2nd December. We have to repeat the date consciously, a temperature around 20° C tempts you to forget the season. Right after breakfast I call my parents at home to wish a nice first advent. My mother reminds me that the first advent only starts tomorrow but we already reached tomorrow! People at home are snowed in, it is frosty. We enjoy another day in perfect weather and decide to take the other direction today, to Kerikeri in the Bay of Islands.

Kerikeri is a typically stretched town with one main crossroad and shops and behind that circuitous dwellings. The historic center can be found a bit out of town, at the bay. It consists of a remarkable old stone building, the old mission, and a handful of old wooden buildings – that’s all. It just takes half an hour to see everything including the Maori Pa. What I think worth seeing is the reconstruction of an Maori village with some huts and a large canoe amongst other things.

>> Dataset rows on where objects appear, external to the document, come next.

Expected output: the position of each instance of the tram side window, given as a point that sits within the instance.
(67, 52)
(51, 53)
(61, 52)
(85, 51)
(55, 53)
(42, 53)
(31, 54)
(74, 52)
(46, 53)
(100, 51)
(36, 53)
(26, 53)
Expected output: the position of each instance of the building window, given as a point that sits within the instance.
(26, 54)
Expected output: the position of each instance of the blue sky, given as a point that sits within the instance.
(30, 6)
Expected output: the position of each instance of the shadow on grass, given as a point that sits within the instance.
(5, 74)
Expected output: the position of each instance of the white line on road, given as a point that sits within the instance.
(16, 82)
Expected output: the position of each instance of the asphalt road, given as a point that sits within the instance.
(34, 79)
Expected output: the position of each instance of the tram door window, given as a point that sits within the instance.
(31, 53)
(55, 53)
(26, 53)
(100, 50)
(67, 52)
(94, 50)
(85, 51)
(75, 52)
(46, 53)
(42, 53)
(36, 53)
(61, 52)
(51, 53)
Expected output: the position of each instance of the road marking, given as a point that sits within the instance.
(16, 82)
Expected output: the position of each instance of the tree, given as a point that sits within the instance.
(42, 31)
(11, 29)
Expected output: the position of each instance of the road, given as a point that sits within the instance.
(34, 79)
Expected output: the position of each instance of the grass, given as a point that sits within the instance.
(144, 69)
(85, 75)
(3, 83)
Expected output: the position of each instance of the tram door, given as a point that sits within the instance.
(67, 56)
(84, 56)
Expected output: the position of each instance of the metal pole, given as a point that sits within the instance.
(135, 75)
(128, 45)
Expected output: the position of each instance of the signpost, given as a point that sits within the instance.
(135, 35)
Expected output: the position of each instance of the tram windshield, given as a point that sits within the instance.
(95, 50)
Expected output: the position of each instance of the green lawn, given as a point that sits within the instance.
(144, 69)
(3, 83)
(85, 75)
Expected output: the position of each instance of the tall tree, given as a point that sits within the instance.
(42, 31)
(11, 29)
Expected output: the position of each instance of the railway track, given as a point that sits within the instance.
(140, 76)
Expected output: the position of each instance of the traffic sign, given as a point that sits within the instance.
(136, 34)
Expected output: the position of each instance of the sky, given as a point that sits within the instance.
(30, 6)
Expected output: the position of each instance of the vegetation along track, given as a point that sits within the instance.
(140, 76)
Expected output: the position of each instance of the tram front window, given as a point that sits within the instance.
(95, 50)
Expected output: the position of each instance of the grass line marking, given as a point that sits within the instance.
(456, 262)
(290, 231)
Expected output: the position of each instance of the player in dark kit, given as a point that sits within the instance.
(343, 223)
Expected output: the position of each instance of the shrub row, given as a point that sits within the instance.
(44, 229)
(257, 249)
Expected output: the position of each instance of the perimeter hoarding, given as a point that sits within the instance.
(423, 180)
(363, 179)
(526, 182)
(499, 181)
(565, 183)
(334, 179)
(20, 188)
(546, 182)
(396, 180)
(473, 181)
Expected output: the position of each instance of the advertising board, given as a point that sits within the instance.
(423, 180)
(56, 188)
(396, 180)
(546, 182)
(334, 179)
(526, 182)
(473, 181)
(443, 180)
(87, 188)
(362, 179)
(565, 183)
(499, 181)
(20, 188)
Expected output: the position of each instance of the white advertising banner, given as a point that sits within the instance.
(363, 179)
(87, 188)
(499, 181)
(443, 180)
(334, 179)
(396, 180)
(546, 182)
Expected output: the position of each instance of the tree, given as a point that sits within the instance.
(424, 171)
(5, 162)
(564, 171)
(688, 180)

As there is still enough time we take a walk on the track along the Kerikeri River to some impressive waterfalls. We really love that path, we feel like walking through an enchanted forest from time to time.

On our way back we take another route leading us to a Kauri forest. Gernot pilots me along kilometres of gravel road right through the bush. The poor car – but it’s worth it. In Manginangina Scenic Reserve you can walk a 390m loop paths trough a very old forest. We see some of the remaining few Kauri trees. We are deeply impressed. The Kauris are growing high up into the sky, it feels like standing in a cathedral of trees.

Without respect for this precious heritage many of the Kauris were chopped to create farmland. Other trees became victims of the gumdiggers after digging for gum became more and more difficult. If you hurt the Kauri bark the tree will produce the valuable resin for protection. The gumdiggers just climbed up the trees and hit holes in them everywhere. Finally the trees were so weak they just fell over.

Again we are alone, nobody here but us. So we can take the occasion to just sit still and listen. Besides a New Zealand Robin unhurriedly wiping his plumage in the sun we don’t see any other birds.

We also don’t see one the detested possums. As in a lot of other places in New Zealand they also installed traps in Manginangina Scenic Reserve to cope with this plague. Though meanwhile there are said to be about 70 Million possums living on the islands you actually see them knocked over sticking flatly to the asphalt. Possums have originally been imported for their furs, but this project completely got out of control. As a matter of fact they still combine sheep wool and possum fur to soften the final product.

In the evening the time has come to pack our things, our days in Cooper’s Beach have already passed. We leave our holiday cottage with one eye laughing and one crying. We really felt comfortable, apart from the problems concerning water supply and apart from the ants launching themselves on every crumb in the kitchen that you carelessly forget to wipe away.